Por el contrario, desde el punto de vista de la mecánica o la electrodinámica puras, las soluciones del problema son infinitas en número.
De ahí que, a menos que queramos renunciar por completo a la posibilidad de representar los procesos termodinámicos de forma mecánica o electrodinámica, solo queda una salida a la dificultad, a saber, complementar las condiciones iniciales y de contorno con hipótesis especiales de tal naturaleza que las ecuaciones mecánicas o electrodinámicas conduzcan a un resultado inequívoco de acuerdo con la experiencia.

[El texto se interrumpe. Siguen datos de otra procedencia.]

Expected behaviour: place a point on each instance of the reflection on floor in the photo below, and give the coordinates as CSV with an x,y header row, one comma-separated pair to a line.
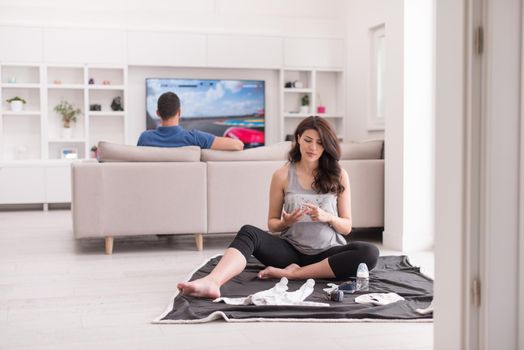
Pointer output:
x,y
59,293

En cuanto a cómo debe formularse dicha hipótesis, naturalmente no se puede obtener ninguna pista a partir de los principios de la mecánica o la electrodinámica, pues dejan la cuestión completamente abierta.
Precisamente por ello, cualquier hipótesis mecánica o electrodinámica que contenga alguna especialización adicional de las condiciones iniciales y de contorno dadas, que no pueda ser probada mediante medición directa, es admisible a priori. Qué hipótesis debe preferirse solo puede decidirse comprobando los resultados a los que conduce a la luz de los principios termodinámicos basados en la experiencia.